Efficacy and Safety of Upadacitinib vs Dupilumab in Adults With Moderate-to-Severe Atopic Dermatitis: A Randomized Clinical Trial

JAMA Dermatol. 2021 Sep 1;157(9):1047-1055. doi: 10.1001/jamadermatol.2021.3023.


Importance: Atopic dermatitis (AD) is a chronic, recurrent, inflammatory skin disease with an unmet need for treatments that provide rapid and high levels of skin clearance and itch improvement.

Objective: To assess the safety and efficacy of upadacitinib vs dupilumab in adults with moderate-to-severe AD.

Design, setting, and participants: Heads Up was a 24-week, head-to-head, phase 3b, multicenter, randomized, double-blinded, double-dummy, active-controlled clinical trial comparing the safety and efficacy of upadacitinib with dupilumab among 692 adults with moderate-to-severe AD who were candidates for systemic therapy. The study was conducted from February 21, 2019, to December 9, 2020, at 129 centers located in 22 countries across Europe, North and South America, Oceania, and the Asia-Pacific region. Efficacy analyses were conducted in the intent-to-treat population.

Interventions: Patients were randomized 1:1 and treated with oral upadacitinib, 30 mg once daily, or subcutaneous dupilumab, 300 mg every other week.

Main outcomes and measures: The primary end point was achievement of 75% improvement in the Eczema Area and Severity Index (EASI75) at week 16. Secondary end points were percentage change from baseline in the Worst Pruritus Numerical Rating Scale (NRS) (weekly average), proportion of patients achieving EASI100 and EASI90 at week 16, percentage change from baseline in Worst Pruritus NRS at week 4, proportion of patients achieving EASI75 at week 2, percentage change from baseline in Worst Pruritus NRS (weekly average) at week 1, and Worst Pruritus NRS (weekly average) improvement of 4 points or more at week 16. End points at week 24 included EASI75, EASI90, EASI100, and improvement of 4 points or more in Worst Pruritus NRS from baseline (weekly average). Safety was assessed as treatment-emergent adverse events in all patients receiving 1 or more dose of either drug.

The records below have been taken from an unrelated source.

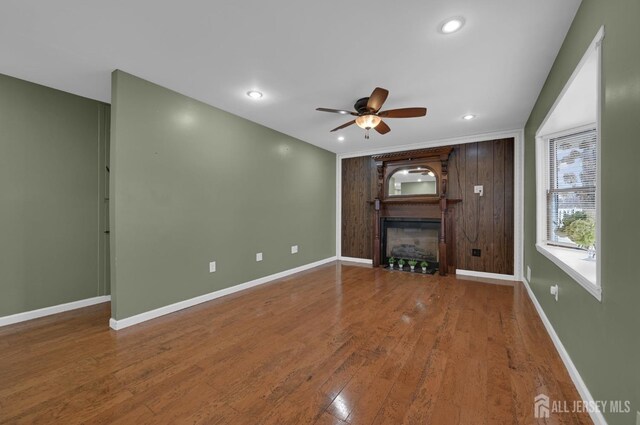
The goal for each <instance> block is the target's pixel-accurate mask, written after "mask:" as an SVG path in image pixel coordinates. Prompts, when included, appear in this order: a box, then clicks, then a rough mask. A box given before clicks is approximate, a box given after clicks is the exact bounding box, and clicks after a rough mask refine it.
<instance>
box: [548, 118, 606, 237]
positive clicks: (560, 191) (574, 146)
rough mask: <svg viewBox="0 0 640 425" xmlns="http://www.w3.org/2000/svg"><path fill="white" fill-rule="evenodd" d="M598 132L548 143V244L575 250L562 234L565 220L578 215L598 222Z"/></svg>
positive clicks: (563, 139)
mask: <svg viewBox="0 0 640 425" xmlns="http://www.w3.org/2000/svg"><path fill="white" fill-rule="evenodd" d="M597 137H598V135H597V132H596V130H595V129H590V130H586V131H582V132H579V133H574V134H570V135H566V136H562V137H557V138H552V139H550V140H549V161H548V164H549V190H548V192H547V219H548V223H547V240H548V241H549V242H550V243H553V244H557V245H565V246H572V247H575V246H576V245H575V244H574V243H573V242H571V240H570V239H569V238H568V237H566V235H563V233H562V232H561V231H560V230H559V228H560V227H561V226H562V221H563V219H564V218H565V217H566V216H567V215H569V214H575V213H576V212H581V213H585V214H586V215H587V217H589V218H591V219H592V220H593V221H595V220H596V179H597V174H596V172H597V170H596V164H597V155H598V152H597V147H598V144H597Z"/></svg>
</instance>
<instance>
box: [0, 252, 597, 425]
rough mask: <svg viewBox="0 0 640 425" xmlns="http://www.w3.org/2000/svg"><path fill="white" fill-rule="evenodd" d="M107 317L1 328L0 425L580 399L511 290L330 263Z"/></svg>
mask: <svg viewBox="0 0 640 425" xmlns="http://www.w3.org/2000/svg"><path fill="white" fill-rule="evenodd" d="M108 319H109V305H108V304H102V305H98V306H93V307H88V308H84V309H81V310H76V311H73V312H68V313H63V314H59V315H56V316H50V317H47V318H43V319H38V320H33V321H31V322H25V323H21V324H16V325H12V326H7V327H4V328H0V423H11V424H76V423H89V424H136V425H142V424H178V423H180V424H181V423H189V424H322V425H324V424H402V423H406V424H474V425H475V424H503V423H504V424H530V423H538V422H536V421H537V420H536V419H534V418H533V399H534V397H535V396H536V395H537V394H539V393H545V394H547V395H549V397H550V398H551V399H552V400H560V401H564V400H566V401H569V402H570V401H573V400H579V396H578V394H577V392H576V390H575V387H574V386H573V384H572V382H571V380H570V378H569V376H568V374H567V372H566V370H565V369H564V366H563V365H562V362H561V360H560V358H559V356H558V354H557V352H556V350H555V348H554V347H553V345H552V342H551V340H550V339H549V337H548V335H547V333H546V331H545V329H544V327H543V325H542V323H541V321H540V319H539V318H538V316H537V314H536V312H535V310H534V308H533V305H532V304H531V302H530V300H529V299H528V297H527V294H526V291H525V289H524V288H523V286H522V285H521V284H520V283H515V284H514V285H512V286H509V285H492V284H485V283H480V282H473V281H465V280H460V279H456V278H455V277H439V276H422V275H410V274H408V273H400V272H389V271H386V270H381V269H372V268H370V267H365V266H357V265H349V264H344V263H343V264H340V263H333V264H329V265H326V266H322V267H319V268H316V269H313V270H310V271H307V272H304V273H300V274H296V275H293V276H291V277H289V278H286V279H282V280H280V281H278V282H274V283H271V284H267V285H263V286H260V287H257V288H254V289H251V290H248V291H244V292H241V293H237V294H234V295H230V296H227V297H224V298H220V299H217V300H214V301H211V302H208V303H205V304H201V305H199V306H196V307H193V308H190V309H187V310H183V311H181V312H178V313H174V314H172V315H169V316H165V317H163V318H160V319H156V320H153V321H150V322H146V323H143V324H140V325H137V326H134V327H131V328H127V329H124V330H121V331H118V332H116V331H113V330H110V329H109V328H108V325H107V322H108ZM540 423H562V424H583V423H585V424H586V423H591V421H590V420H589V417H588V416H587V415H586V414H572V413H564V414H554V413H552V415H551V418H550V419H547V420H546V422H543V420H540Z"/></svg>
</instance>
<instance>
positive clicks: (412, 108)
mask: <svg viewBox="0 0 640 425" xmlns="http://www.w3.org/2000/svg"><path fill="white" fill-rule="evenodd" d="M425 115H427V108H401V109H390V110H388V111H382V112H380V113H379V114H378V116H380V117H384V118H417V117H424V116H425Z"/></svg>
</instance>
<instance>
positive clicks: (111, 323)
mask: <svg viewBox="0 0 640 425" xmlns="http://www.w3.org/2000/svg"><path fill="white" fill-rule="evenodd" d="M336 260H337V257H329V258H325V259H324V260H320V261H316V262H313V263H309V264H305V265H303V266H300V267H296V268H294V269H289V270H285V271H282V272H280V273H275V274H272V275H269V276H265V277H261V278H259V279H255V280H251V281H249V282H245V283H241V284H238V285H235V286H231V287H229V288H224V289H220V290H219V291H215V292H210V293H208V294H204V295H200V296H198V297H195V298H190V299H188V300H184V301H179V302H177V303H174V304H169V305H166V306H164V307H160V308H156V309H155V310H151V311H146V312H144V313H140V314H136V315H135V316H131V317H127V318H124V319H120V320H116V319H114V318H111V319H110V320H109V326H110V327H111V328H112V329H114V330H116V331H117V330H120V329H124V328H127V327H129V326H133V325H137V324H138V323H142V322H146V321H147V320H151V319H155V318H157V317H160V316H164V315H166V314H170V313H174V312H176V311H179V310H183V309H185V308H189V307H193V306H194V305H198V304H201V303H204V302H207V301H211V300H215V299H216V298H220V297H224V296H225V295H230V294H233V293H235V292H239V291H243V290H245V289H249V288H253V287H254V286H258V285H262V284H265V283H267V282H271V281H273V280H276V279H281V278H283V277H286V276H289V275H292V274H295V273H300V272H302V271H305V270H309V269H312V268H314V267H318V266H321V265H323V264H327V263H331V262H332V261H336Z"/></svg>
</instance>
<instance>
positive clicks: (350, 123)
mask: <svg viewBox="0 0 640 425" xmlns="http://www.w3.org/2000/svg"><path fill="white" fill-rule="evenodd" d="M355 123H356V120H353V121H349V122H348V123H346V124H342V125H341V126H340V127H336V128H334V129H333V130H331V131H330V132H329V133H331V132H333V131H337V130H342V129H343V128H345V127H349V126H350V125H351V124H355Z"/></svg>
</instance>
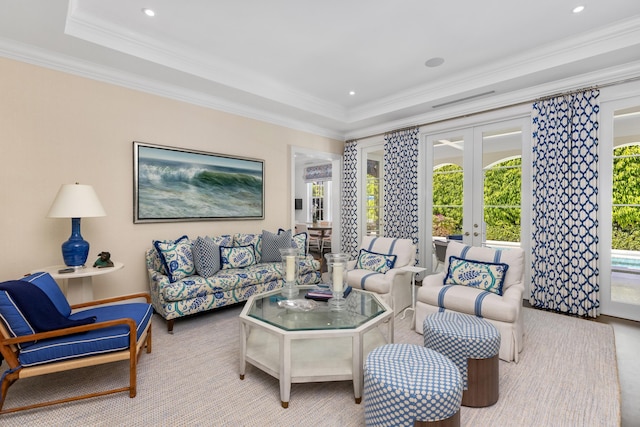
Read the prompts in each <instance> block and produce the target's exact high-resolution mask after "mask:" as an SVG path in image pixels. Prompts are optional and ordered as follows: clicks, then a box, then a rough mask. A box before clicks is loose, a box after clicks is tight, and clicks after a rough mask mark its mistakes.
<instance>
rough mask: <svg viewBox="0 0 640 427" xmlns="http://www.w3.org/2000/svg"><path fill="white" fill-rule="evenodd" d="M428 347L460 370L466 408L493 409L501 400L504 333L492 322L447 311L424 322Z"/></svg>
mask: <svg viewBox="0 0 640 427" xmlns="http://www.w3.org/2000/svg"><path fill="white" fill-rule="evenodd" d="M423 330H424V346H425V347H427V348H430V349H432V350H435V351H437V352H439V353H442V354H444V355H445V356H447V357H448V358H450V359H451V360H453V362H454V363H455V364H456V365H457V366H458V369H459V370H460V374H461V375H462V382H463V388H464V392H463V394H462V406H469V407H474V408H480V407H485V406H491V405H493V404H494V403H496V402H497V401H498V396H499V363H498V354H499V351H500V332H499V331H498V329H497V328H496V327H495V326H493V325H492V324H491V323H489V322H488V321H486V320H484V319H482V318H480V317H476V316H471V315H469V314H462V313H455V312H452V311H444V312H438V313H433V314H430V315H429V316H427V317H426V318H425V319H424V323H423Z"/></svg>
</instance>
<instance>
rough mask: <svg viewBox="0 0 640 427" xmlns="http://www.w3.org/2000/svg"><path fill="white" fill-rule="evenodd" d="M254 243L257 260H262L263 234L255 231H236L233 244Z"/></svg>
mask: <svg viewBox="0 0 640 427" xmlns="http://www.w3.org/2000/svg"><path fill="white" fill-rule="evenodd" d="M248 245H253V251H254V254H255V256H256V262H262V235H261V234H253V233H236V234H234V235H233V246H248Z"/></svg>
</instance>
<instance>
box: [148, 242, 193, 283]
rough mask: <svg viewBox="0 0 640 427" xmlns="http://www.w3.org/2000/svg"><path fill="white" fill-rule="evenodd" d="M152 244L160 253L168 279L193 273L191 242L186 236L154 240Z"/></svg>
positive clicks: (182, 276)
mask: <svg viewBox="0 0 640 427" xmlns="http://www.w3.org/2000/svg"><path fill="white" fill-rule="evenodd" d="M153 246H154V247H155V248H156V250H157V251H158V254H159V255H160V259H161V260H162V263H163V264H164V268H165V270H166V272H167V276H168V277H169V281H171V282H175V281H178V280H180V279H182V278H184V277H187V276H191V275H192V274H194V273H195V271H196V267H195V264H194V263H193V253H192V251H191V242H190V241H189V238H188V237H187V236H182V237H180V238H179V239H177V240H175V241H173V240H155V241H154V242H153Z"/></svg>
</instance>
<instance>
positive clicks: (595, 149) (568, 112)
mask: <svg viewBox="0 0 640 427" xmlns="http://www.w3.org/2000/svg"><path fill="white" fill-rule="evenodd" d="M598 95H599V91H597V90H588V91H585V92H581V93H574V94H570V95H563V96H559V97H556V98H553V99H550V100H545V101H540V102H537V103H535V104H534V105H533V113H532V120H533V123H532V125H533V126H532V131H533V141H532V148H533V228H532V233H533V236H532V276H531V296H530V302H531V305H532V306H534V307H538V308H543V309H548V310H553V311H558V312H562V313H568V314H574V315H578V316H583V317H596V316H597V315H598V311H599V307H600V301H599V292H600V289H599V284H598V249H597V245H598V219H597V214H598V202H597V197H598V111H599V104H598Z"/></svg>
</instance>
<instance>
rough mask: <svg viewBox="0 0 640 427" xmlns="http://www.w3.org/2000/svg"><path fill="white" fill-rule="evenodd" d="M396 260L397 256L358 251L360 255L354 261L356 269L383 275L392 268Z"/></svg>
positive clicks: (390, 269) (395, 255)
mask: <svg viewBox="0 0 640 427" xmlns="http://www.w3.org/2000/svg"><path fill="white" fill-rule="evenodd" d="M397 258H398V256H397V255H385V254H378V253H375V252H369V251H367V250H366V249H360V254H359V255H358V259H357V261H356V268H359V269H362V270H370V271H375V272H378V273H383V274H384V273H386V272H387V271H389V270H391V269H392V268H393V266H394V265H395V263H396V259H397Z"/></svg>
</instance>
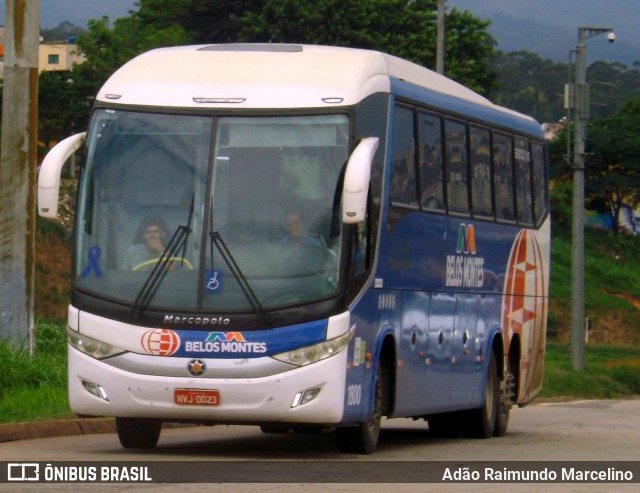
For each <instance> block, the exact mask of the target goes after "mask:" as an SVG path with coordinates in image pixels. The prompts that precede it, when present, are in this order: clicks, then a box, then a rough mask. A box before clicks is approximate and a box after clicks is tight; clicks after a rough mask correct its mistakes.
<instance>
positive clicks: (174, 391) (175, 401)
mask: <svg viewBox="0 0 640 493" xmlns="http://www.w3.org/2000/svg"><path fill="white" fill-rule="evenodd" d="M173 402H175V403H176V404H177V405H178V406H219V405H220V391H218V390H197V389H174V390H173Z"/></svg>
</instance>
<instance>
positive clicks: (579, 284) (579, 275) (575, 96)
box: [570, 27, 615, 370]
mask: <svg viewBox="0 0 640 493" xmlns="http://www.w3.org/2000/svg"><path fill="white" fill-rule="evenodd" d="M606 32H608V33H609V37H608V39H609V42H610V43H612V42H613V41H614V40H615V35H614V34H613V29H612V28H609V27H579V28H578V46H577V48H576V71H575V85H574V88H573V90H571V86H570V93H571V94H572V95H573V97H570V100H573V107H574V108H575V124H574V130H575V132H574V155H573V164H572V168H573V213H572V214H573V218H572V227H571V230H572V255H571V367H572V368H573V369H574V370H584V345H585V342H584V341H585V317H584V183H585V180H584V175H585V141H586V130H587V120H588V119H589V86H588V85H587V64H586V52H587V48H586V46H585V41H586V40H587V39H588V38H590V37H592V36H596V35H598V34H602V33H606Z"/></svg>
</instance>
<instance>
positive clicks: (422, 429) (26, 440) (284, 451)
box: [0, 399, 640, 493]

Results: Of 924 patients screened, 348 (183 men [52.6%]; mean [SD] age, 36.6 [14.6] years) were randomized to receive upadacitinib and 344 were randomized to receive dupilumab (194 men [56.4%]; mean [SD] age, 36.9 [14.1] years); demographic and disease characteristics were balanced among treatment groups. At week 16, 247 patients receiving upadacitinib (71.0%) and 210 patients receiving dupilumab (61.1%) achieved EASI75 (P = .006). All ranked secondary end points also demonstrated the superiority of upadacitinib vs dupilumab, including improvement in Worst Pruritus NRS as early as week 1 (mean [SE], 31.4% [1.7%] vs 8.8% [1.8%]; P < .001), achievement of EASI75 as early as week 2 (152 [43.7%] vs 60 [17.4%]; P < .001), and achievement of EASI100 at week 16 (97 [27.9%] vs 26 [7.6%]; P < .001). Rates of serious infection, eczema herpeticum, herpes zoster, and laboratory-related adverse events were higher for patients who received upadacitinib, whereas rates of conjunctivitis and injection-site reactions were higher for patients who received dupilumab.

Conclusions and relevance: During 16 weeks of treatment, upadacitinib demonstrated superior efficacy vs dupilumab in patients with moderate-to-severe AD, with no new safety signals.

Trial registration: ClinicalTrials.gov Identifier: NCT03738397.